The US launched an airstrike against al-Shabaab in a remote region of Somalia on Sunday, US Africa Command (AFRICOM) said.
AFRICOM said its “initial assessment” found that the strike killed two al-Shabaab fighters and claimed no civilians were harmed, although the Pentagon is notorious for under-counting civilian casualties, especially in Somalia where US operations are shrouded in secrecy.
The strike came after President Biden ordered the deployment of up to 500 US troops to Somalia back in May. Sunday’s bombing marked the second US airstrike AFRICOM reported in Somalia since Biden signed the order. The last reported strike AFRICOM took credit for in the country took place on June 3.

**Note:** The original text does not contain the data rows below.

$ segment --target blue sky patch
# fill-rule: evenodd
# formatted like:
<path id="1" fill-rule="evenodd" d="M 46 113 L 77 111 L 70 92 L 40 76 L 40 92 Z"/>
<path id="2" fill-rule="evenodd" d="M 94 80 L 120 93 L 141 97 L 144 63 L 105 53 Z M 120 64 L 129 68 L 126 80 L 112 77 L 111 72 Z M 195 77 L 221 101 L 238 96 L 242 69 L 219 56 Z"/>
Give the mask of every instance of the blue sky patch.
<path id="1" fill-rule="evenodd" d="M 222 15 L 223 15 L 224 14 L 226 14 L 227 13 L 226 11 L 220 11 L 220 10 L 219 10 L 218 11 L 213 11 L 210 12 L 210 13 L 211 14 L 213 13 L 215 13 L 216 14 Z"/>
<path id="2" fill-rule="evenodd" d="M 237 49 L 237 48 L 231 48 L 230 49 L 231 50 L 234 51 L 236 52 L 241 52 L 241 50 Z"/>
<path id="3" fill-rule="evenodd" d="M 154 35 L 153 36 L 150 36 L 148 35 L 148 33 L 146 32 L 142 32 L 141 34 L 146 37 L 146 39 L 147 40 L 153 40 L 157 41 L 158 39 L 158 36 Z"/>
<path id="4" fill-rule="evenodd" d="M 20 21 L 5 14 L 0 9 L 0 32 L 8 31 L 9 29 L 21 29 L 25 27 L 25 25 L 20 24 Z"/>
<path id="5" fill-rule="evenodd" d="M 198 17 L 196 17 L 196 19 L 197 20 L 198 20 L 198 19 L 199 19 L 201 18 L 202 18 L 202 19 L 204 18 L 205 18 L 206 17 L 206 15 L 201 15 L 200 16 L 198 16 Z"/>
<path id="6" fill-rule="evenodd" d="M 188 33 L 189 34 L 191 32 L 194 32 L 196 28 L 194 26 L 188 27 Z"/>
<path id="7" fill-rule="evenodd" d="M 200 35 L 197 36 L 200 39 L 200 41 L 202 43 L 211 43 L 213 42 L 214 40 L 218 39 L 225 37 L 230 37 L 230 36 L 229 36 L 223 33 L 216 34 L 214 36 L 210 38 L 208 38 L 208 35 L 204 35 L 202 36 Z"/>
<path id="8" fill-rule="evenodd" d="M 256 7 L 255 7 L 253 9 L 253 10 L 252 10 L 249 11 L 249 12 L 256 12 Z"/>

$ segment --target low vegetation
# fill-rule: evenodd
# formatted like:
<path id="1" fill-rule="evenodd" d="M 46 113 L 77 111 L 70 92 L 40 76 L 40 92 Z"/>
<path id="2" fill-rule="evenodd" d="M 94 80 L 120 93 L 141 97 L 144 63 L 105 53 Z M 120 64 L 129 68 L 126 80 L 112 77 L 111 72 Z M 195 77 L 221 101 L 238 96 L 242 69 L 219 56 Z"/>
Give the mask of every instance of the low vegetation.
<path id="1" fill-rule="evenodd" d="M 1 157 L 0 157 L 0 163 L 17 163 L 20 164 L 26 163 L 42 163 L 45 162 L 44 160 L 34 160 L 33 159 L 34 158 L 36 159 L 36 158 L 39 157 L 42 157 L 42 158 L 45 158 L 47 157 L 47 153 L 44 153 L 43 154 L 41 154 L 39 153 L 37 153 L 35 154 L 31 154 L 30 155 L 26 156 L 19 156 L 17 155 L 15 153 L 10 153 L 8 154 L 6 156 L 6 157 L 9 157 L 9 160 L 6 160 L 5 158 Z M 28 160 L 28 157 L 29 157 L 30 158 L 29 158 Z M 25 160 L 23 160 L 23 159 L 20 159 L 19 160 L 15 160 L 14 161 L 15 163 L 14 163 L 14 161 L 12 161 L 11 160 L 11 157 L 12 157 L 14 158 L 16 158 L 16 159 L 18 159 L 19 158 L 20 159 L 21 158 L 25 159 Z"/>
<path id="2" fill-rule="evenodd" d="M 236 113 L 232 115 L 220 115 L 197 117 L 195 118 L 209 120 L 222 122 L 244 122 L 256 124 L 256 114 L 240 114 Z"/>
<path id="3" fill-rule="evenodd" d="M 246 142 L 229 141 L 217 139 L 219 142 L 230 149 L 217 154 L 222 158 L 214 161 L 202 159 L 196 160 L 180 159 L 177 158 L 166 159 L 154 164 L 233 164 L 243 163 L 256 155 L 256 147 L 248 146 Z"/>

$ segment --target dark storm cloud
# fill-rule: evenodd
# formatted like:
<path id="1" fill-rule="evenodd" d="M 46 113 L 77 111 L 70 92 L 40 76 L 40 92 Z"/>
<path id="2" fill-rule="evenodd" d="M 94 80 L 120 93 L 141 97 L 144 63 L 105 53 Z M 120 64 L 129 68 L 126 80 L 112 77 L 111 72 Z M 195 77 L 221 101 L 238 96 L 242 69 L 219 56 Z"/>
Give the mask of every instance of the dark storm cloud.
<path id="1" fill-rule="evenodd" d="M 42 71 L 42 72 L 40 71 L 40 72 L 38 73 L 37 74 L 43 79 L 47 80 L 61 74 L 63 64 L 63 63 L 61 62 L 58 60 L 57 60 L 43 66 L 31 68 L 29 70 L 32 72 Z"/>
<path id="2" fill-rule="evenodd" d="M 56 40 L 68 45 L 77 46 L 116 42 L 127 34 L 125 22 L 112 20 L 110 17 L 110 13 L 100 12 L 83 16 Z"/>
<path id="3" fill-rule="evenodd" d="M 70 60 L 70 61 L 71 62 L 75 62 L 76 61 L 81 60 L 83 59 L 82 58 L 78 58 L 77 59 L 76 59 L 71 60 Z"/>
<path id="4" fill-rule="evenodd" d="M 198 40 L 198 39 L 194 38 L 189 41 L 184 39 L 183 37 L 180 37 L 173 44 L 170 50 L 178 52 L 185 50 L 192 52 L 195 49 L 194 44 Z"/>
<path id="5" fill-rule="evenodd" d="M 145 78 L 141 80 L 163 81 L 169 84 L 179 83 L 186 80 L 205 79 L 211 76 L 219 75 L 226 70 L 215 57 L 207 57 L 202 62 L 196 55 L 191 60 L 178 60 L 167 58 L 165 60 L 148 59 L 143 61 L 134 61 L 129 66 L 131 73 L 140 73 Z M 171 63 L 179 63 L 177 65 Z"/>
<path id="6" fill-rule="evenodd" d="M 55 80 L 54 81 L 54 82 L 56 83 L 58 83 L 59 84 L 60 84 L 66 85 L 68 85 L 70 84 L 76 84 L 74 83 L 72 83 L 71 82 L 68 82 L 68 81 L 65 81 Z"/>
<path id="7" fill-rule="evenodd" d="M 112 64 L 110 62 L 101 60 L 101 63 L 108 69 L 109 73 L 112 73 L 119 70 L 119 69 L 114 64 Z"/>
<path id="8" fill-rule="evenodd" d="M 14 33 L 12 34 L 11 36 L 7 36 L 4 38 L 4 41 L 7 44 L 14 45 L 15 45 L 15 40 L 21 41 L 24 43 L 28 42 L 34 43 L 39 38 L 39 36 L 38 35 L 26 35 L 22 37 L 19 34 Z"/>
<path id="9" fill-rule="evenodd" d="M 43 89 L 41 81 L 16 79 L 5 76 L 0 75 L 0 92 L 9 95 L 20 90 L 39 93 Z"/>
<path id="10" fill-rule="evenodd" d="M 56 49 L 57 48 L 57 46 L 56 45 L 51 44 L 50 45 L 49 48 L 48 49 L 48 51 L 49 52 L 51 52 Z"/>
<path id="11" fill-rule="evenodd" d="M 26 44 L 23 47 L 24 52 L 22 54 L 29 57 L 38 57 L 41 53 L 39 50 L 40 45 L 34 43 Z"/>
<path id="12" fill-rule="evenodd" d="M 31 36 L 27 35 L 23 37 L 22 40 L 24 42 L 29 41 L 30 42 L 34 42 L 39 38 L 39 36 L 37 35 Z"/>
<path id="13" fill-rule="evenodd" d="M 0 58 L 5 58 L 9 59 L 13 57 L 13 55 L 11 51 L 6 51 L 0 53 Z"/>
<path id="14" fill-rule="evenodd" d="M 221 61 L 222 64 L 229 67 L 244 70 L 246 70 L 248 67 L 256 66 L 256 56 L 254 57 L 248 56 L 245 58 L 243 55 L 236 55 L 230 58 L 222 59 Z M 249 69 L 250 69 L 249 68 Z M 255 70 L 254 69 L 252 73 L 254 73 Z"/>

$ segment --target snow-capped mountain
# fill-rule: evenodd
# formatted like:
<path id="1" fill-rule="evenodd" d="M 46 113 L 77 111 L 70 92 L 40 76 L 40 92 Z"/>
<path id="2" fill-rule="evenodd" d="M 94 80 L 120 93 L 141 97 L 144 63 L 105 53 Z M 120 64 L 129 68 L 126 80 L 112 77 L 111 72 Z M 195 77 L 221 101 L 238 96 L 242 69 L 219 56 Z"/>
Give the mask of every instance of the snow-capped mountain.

While Biden appears to be ramping up the US war in Somalia, airstrikes in the country have significantly declined under his administration. Since Biden took office in January 2021, AFRICOM has announced seven airstrikes in Somalia, compared with 52 in 2020.
US operations in Somalia are justified by the 2001 Authorization for the Use of Military Force (AUMF), even though al-Shabaab didn’t exist when the AUMF was passed. Al-Shabaab first surfaced in 2006 and didn’t declare loyalty to al-Qaeda until 2012 after years of battling the US and its proxies, including a US-backed Ethiopian invasion of Somalia.